Besides the high-revving rotary, the upcoming car is said to be based on a stretched version of the soon-to-be-unveiled, next-gen MX-5 Miata. It’s likely the chassis will have to undergo some strengthening in order to deal with the larger amounts of horsepower. Though it will be beefed up, Mazda will surely work hard to keep the new vehicle under the old RX-8’s 2,888-pound curb weight.
The RX-8 replacement is expected to hit showrooms for the 2017 model year after it makes its world debut in 2016.
Click past the jump to read Mazda’s powertrain performance targets.
2017 Mazda RX-8 Replacement
The new Wankel Rotary engine is said to be undergoing a heavy makeover under Mazda’s ‘SkyActiv’ philosophy; low weight, higher compression ratio, and quick revs are all part of the plan. It’s also a goal of Mazda to reduce the Wankels inherent thirst for oil and fuel. Innovative new gaskets will be required on the three tips of each rotor to help in these areas.
Though its possible to turbo charge a Wankel, Mazda is reportedly staying away from the idea — both as a cost- and fuel-saving measure. Despite the lack of forced induction, Mazda reportedly has a goal of 300 horsepower — 62 more ponies than the old rotary engine found in the RX-8. Adding more torque is also a high priority, though Mazda didn’t announce its targeted number. Thankfully, the new car is said to keep the traditional front-engine, rear-wheel-drive layout.

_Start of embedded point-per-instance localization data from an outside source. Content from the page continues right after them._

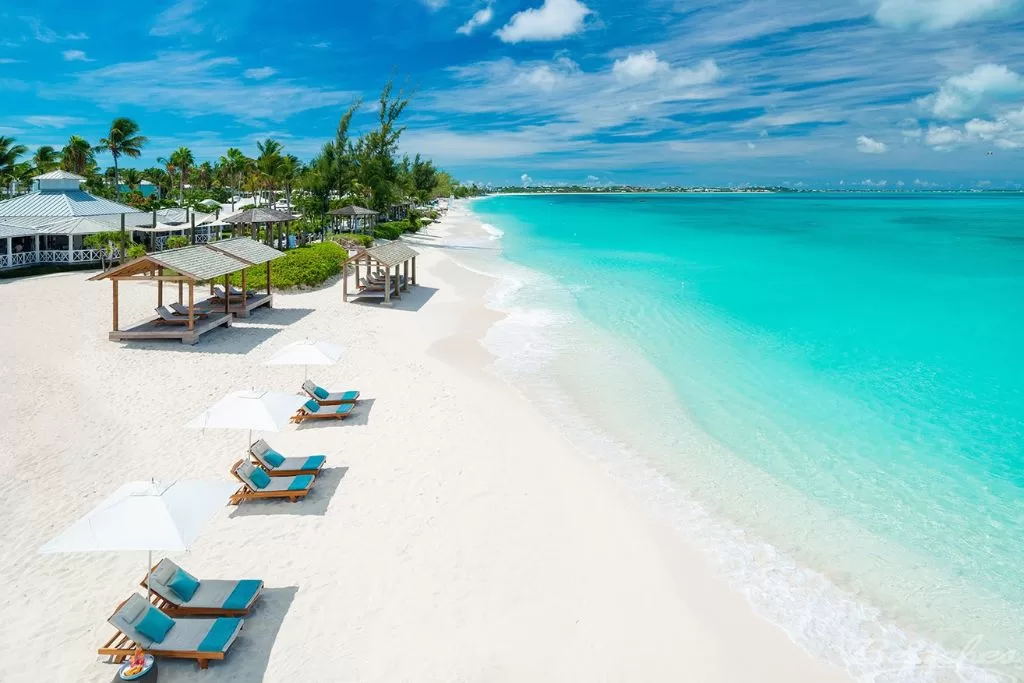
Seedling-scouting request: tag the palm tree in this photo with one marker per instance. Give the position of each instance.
(182, 159)
(46, 159)
(9, 152)
(132, 178)
(77, 156)
(268, 161)
(123, 139)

The 2017 launch of the RX-8 replacement — its name is still undetermined — coincides with the 50th anniversary of the original 1967 Mazda Cosmo, a two-seat, grand-touring car not imported into the U.S.
Why It Matters
Mazda has a long history with grand touring cars, especially the famed RX-7 and later RX-8. The revival of such a platform powered by a SkyActiv-engineered Wankel Rotary engine is a big deal to the Japanese automaker. Besides the top-line grand touring cars, Mazda also has a rich history of auto racing to pay tribute to and continually honor with its future products.
Look for the new RX-8 replacent to be a strong competitor to the Toyota 86, Subaru BRZ, and Scion FR-S.

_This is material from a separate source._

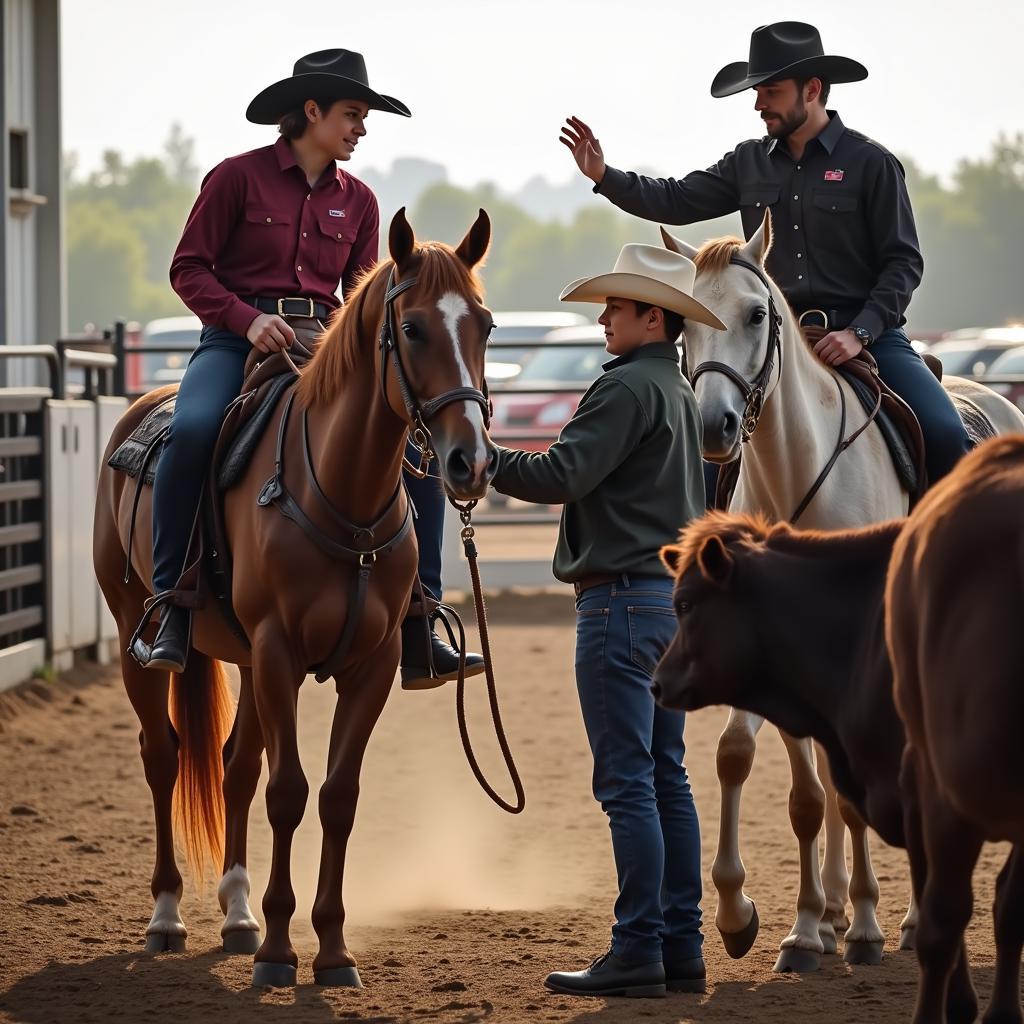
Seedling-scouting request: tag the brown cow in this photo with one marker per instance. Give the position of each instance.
(788, 625)
(954, 601)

The RX-8 served as the replacement for the iconic RX-7, though the 8 was a bit of a departure from the 7’s two-door, two-seat design. The new car debuted for the 2003 model year and featured two conventional doors for access to the front two seats and two rear-facing "suicide" doors for access in to the rear two seats. The design was nearly revolutionary in the industry, but never gained much ground with integration from other automakers.
The RX-8 came powered by a 1.3-liter, two-rotor Wankel engine making 247 horsepower in its "High Power" form. Sin ce the rotary engine enjoys a design with little reciprocating mass, the engine’s red line was set at 9,000 rpm. A six-speed manual, five-speed manual, or a six-speed automatic was available to send power to the rear wheels.